The dean included the student’s email in the memo and then informs the faculty of the department that fruit was sent to the recovering professor and adds in comedic fashion that there was no mention of a study guide.
While this does assuredly have some value as a lighthearted memo in the midst of what might not be a lighthearted time, the dean was either shortsighted or successfully illustrated the condescension many students feel in their academic relationships.
The student’s response was certainly not well written either, but of course, the dean is the authority and role model here, and thus has the greater responsibility to communicate thoughtfully between the two of them.
While there are numerous outstanding faculty, students often complain about not-so-outstanding faculty going through the motions of teaching, or skipping classes, lecturing rather than teaching, and so on and so on. They have high expectations for faculty, and many of those expectations are valid.
Students pay for a particular course, and the syllabus and verbal intentions made by the professor in the course may constitute a legal contract. At the very least, the syllabus and verbal intentions made by the professor are understood by students as promises and they plan their lives accordingly and expect a degree of professional follow-through.
When a professor is absent from a class for whatever reason and aspects of the syllabus go unfulfilled, the students are often upset and surprisingly judgmental. This is particularly so when students are expected to fulfill the expectations of the syllabus (project due dates, content, final exams, etc.) without the professor doing so. The inequity here is clear I think.
There is another aspect as well, that I believe faculty – particularly this dean – are often ignorant of. That is the fact that some students are not necessarily upset at the faculty being absent or less than engaged but rather the fact that they are not getting the quality of instruction and opportunity to learn that they are paying for.

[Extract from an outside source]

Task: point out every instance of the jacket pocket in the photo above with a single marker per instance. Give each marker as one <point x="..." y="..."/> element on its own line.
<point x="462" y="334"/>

Now there may have been more appropriate communication sent to students informing them of the situation and what impact it has on the course. There may even have been measures in place where someone was promptly able to take over the course and continue to provide at least somewhat equitable instruction and materials to the students. The dean, though, made no comment of such, and instead of acknowledging the student’s investment in performing well in the course, or the department’s responsibility to provide for the students, he or she instead attempts to ridicule the student. The dean has rather now ridiculed his or her self and the department she or he leads for showing such a degree of arrogance and condescension when it comes to the students they are there to teach.